Eric Pratt Hamp (16 novembre 1920 – 17 febbraio 2019) è stato un linguista americano ampiamente rispettato come una delle principali autorità della linguistica indoeuropea, con interessi particolari nelle lingue celtiche e albanese. A differenza di molti indoeuropeisti, che lavorano interamente sulla base di materiali scritti, ha condotto un’ampia ricerca sul campo su lingue e dialetti indoeuropei meno conosciuti, come l’albanese, l’arbëresh e l’arvanitika; Bretone; Gallese; Irlandesi; Resian e gaelico scozzese.

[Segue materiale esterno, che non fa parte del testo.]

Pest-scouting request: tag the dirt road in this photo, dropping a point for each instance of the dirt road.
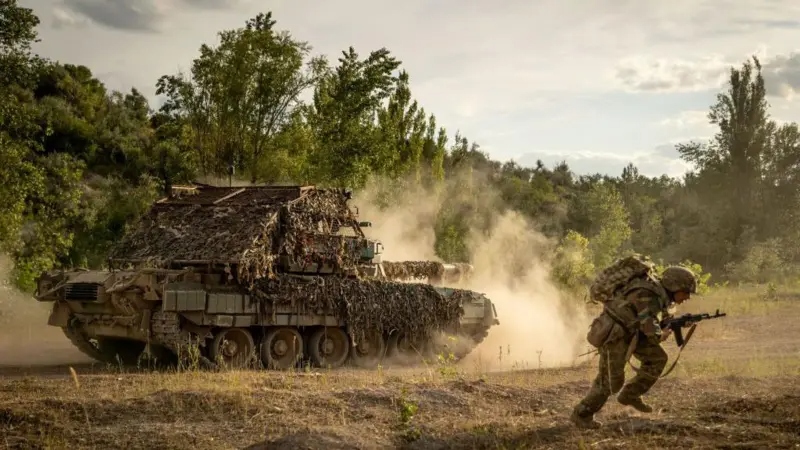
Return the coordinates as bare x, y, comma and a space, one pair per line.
737, 385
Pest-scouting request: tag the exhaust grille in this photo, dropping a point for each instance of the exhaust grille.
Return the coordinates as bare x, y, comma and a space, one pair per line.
83, 292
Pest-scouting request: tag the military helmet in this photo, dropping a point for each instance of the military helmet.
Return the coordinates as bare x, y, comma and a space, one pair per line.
677, 278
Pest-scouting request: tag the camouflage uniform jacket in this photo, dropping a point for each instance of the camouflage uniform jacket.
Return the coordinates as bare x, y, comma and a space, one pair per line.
641, 305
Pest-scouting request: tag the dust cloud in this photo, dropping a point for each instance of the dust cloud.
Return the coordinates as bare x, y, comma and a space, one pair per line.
539, 325
25, 337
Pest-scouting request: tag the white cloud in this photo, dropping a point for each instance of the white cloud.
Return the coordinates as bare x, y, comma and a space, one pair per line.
652, 164
641, 74
782, 75
499, 71
687, 119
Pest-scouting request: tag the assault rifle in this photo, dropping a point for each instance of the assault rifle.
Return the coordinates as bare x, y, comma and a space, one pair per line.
676, 324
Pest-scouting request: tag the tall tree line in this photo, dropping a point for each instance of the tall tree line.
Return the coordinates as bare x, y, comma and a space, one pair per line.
79, 163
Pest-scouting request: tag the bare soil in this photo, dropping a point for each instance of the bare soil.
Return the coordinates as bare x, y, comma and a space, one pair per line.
737, 385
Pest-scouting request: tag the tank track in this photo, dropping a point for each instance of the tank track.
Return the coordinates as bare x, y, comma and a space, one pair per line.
166, 330
81, 342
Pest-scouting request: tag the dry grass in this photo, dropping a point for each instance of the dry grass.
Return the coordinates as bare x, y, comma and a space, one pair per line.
737, 384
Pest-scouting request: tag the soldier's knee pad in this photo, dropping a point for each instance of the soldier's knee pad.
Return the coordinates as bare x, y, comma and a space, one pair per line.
615, 384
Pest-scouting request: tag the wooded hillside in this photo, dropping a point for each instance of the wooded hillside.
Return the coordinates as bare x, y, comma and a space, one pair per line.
79, 163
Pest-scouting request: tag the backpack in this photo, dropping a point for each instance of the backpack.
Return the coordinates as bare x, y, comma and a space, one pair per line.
619, 274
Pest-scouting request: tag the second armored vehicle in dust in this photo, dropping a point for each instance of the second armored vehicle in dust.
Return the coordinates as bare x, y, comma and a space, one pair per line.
269, 275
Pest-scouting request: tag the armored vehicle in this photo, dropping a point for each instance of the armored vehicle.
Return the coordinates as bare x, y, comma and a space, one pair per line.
274, 276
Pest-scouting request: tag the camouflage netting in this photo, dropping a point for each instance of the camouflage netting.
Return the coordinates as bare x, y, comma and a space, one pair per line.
415, 309
242, 226
420, 270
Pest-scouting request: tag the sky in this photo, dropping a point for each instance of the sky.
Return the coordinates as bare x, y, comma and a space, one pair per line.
598, 84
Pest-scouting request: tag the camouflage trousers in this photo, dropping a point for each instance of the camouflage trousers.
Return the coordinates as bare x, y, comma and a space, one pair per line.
611, 373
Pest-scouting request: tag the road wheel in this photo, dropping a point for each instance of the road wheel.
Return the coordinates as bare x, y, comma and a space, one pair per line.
329, 347
281, 348
368, 350
232, 348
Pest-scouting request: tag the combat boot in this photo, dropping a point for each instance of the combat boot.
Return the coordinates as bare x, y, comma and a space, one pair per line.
635, 402
584, 421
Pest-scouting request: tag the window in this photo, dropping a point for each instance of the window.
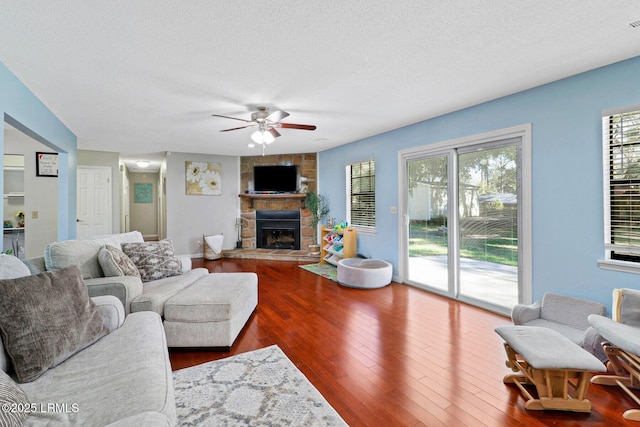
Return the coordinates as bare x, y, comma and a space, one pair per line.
361, 194
621, 142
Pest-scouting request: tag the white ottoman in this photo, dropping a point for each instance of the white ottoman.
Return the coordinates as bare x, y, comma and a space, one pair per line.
364, 273
212, 311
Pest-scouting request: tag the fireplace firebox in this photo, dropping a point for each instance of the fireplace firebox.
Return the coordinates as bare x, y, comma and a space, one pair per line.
278, 229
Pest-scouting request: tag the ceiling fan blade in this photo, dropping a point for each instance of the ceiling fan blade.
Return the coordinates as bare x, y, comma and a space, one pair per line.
232, 118
295, 126
241, 127
274, 132
276, 116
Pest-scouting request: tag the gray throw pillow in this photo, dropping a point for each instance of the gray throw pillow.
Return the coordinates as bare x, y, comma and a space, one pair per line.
154, 260
115, 263
13, 402
45, 319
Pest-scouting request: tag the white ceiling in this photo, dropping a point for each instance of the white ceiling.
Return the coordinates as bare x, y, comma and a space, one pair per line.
143, 77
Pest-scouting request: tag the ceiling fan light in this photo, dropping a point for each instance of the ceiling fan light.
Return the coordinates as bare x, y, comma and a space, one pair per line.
267, 137
257, 137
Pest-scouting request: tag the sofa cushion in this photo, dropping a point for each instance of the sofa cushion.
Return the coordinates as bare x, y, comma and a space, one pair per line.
157, 292
125, 374
154, 260
81, 253
45, 319
12, 267
114, 262
12, 396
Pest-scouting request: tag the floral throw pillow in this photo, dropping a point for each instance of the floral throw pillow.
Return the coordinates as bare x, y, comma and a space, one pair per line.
114, 263
154, 260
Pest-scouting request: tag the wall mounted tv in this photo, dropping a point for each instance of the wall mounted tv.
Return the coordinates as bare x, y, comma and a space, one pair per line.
275, 179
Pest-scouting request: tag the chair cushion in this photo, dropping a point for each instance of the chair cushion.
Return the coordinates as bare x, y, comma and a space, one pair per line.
630, 307
544, 348
45, 319
154, 260
574, 334
569, 310
623, 336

I suoi interessi ad ampio raggio includevano anche le lingue degli indiani d’America. Ha servito per molti anni come editore dell’International Journal of American Linguistics e ha lavorato sul campo su Quileute e Ojibwa. Ha anche studiato gli aspetti linguistici del braille.

Hamp ha scritto più di 3.500 articoli e recensioni e quasi ogni aspetto importante della linguistica storica è stato trattato, spesso più volte, negli scritti di Hamp.

Nonostante la sua età avanzata, ha continuato a scrivere, modificare, parlare e viaggiare in riunioni e conferenze selezionate ed è stato editore associato della rivista Anthropological Linguistics. È morto nel febbraio 2019 all’età di 98 anni

Hamp si interessò all’albanese mentre frequentava la scuola di specializzazione ad Harvard, e si recò nell’Italia meridionale per lavorare sul campo tra gli arbëreshë. Fu in Italia nel 1950 che ricevette l’invito a diventare docente di Linguistica alla facoltà dell’Università di Chicago.